In case of a disaster, you will need to define policies and procedures around recovery. Here are a few
disaster scenarios you may need to consider:
- RAC node failure (this should be handled transparently).
- Database storage failure. With RAC the storage is a single point of failure. Additional options can be to have a combination of RAC and Dataguard, where you have a standby database available that will switch over in case of a disaster.
- Some customers choose to have a standby database along with a complete SAP Commerce standby environment in a separate data center. When disaster strikes, they will simply power up the standby web and application servers, alter the database to be the primary, and switch the DNS over to the standby datacenter.
- Ensure that there are database-level alerts in place to warn of problems (like blocking sessions).
- Make sure to clean up any remaining test data. For instance, test users/orders are often created during load testing.
- Ensure that the database(s) are supported per SAP Commerce supported environments. Ensure that the JDBC drivers are supported per SAP Commerce supported environments. Manually open the manifest files of the JDBC driver JAR file to verify.
- Check that the tablespaces are set to auto extent, or place alerts in place when the tablespace size gets too close to a certain threshold.
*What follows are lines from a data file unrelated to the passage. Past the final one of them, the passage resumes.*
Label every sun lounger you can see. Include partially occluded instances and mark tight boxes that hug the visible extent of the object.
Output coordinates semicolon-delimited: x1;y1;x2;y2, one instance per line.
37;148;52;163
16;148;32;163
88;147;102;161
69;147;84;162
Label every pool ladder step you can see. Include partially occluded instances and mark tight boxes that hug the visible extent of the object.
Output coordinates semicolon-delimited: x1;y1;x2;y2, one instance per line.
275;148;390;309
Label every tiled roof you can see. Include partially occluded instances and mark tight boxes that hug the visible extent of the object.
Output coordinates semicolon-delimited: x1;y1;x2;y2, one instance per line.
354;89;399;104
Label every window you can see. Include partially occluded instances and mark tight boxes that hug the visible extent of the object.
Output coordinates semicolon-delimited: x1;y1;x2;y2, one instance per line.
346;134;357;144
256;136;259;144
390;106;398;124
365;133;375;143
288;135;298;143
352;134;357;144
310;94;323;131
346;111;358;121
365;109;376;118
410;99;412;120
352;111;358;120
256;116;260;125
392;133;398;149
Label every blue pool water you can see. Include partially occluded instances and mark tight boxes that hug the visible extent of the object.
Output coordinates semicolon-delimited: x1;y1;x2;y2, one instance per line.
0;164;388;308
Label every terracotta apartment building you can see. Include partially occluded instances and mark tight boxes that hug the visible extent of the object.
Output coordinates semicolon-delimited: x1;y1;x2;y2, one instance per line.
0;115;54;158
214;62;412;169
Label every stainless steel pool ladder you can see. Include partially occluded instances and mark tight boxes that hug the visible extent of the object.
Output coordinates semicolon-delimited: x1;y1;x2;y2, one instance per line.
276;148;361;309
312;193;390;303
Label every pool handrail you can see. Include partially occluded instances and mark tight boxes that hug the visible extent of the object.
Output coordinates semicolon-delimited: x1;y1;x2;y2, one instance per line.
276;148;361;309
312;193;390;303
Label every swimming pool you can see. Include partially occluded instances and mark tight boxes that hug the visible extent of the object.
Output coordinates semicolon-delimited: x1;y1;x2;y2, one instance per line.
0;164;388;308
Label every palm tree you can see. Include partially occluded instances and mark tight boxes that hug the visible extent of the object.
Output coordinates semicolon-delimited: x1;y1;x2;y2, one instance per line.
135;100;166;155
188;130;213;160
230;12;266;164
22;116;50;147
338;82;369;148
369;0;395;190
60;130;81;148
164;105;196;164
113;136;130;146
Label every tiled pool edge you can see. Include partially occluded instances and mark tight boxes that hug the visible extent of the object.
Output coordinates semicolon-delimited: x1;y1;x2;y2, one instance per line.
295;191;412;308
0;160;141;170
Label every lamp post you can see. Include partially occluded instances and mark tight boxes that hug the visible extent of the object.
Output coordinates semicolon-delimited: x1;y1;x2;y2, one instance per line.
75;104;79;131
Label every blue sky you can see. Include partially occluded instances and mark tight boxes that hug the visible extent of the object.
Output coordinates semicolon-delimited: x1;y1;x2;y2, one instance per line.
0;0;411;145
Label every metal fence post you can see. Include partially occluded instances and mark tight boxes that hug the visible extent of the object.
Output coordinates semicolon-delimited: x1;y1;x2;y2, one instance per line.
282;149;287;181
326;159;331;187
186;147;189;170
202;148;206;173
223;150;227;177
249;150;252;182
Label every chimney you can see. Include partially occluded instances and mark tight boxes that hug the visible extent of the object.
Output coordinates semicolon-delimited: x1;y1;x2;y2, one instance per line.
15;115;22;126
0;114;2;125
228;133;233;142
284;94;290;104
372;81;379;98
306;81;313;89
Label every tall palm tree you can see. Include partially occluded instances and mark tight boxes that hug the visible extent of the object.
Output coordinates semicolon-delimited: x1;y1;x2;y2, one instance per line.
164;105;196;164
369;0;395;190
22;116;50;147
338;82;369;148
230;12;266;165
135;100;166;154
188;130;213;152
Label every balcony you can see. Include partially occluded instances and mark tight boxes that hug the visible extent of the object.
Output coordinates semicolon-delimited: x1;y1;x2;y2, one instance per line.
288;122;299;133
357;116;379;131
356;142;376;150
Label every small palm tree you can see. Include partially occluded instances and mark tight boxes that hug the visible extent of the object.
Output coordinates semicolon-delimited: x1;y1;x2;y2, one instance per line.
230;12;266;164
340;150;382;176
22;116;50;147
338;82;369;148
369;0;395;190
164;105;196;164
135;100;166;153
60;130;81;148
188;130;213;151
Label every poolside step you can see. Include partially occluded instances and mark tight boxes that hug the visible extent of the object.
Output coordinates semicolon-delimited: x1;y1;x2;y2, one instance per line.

- Be sure that if there is a firewall between the database and the application servers, and if the database is inspecting SQL*NET traffic, that the firewall can keep up with it. During periods of heavy site traffic, the firewall CPU can be maxed out due to all of the SQL*NET traffic it has to inspect.
- Verify that NIC saturation is not too high. You could use nicstat http://www.brendangregg.com/K9Toolkit/nicstat.
- Check for excessive packet collisions (netstat -i 1). If output collision counts / output packets is > 10%, there is a problem.
- GB networks is recommended. The best solution would be to use 10 GB networks for SAP Commerce
Ensuring that your infrastructure is ready to support an SAP Commerce solution does require the assistance of many members in your team. Some of these configurations/checks can take a while to implement and test. Therefore, do not leave this to the last minute.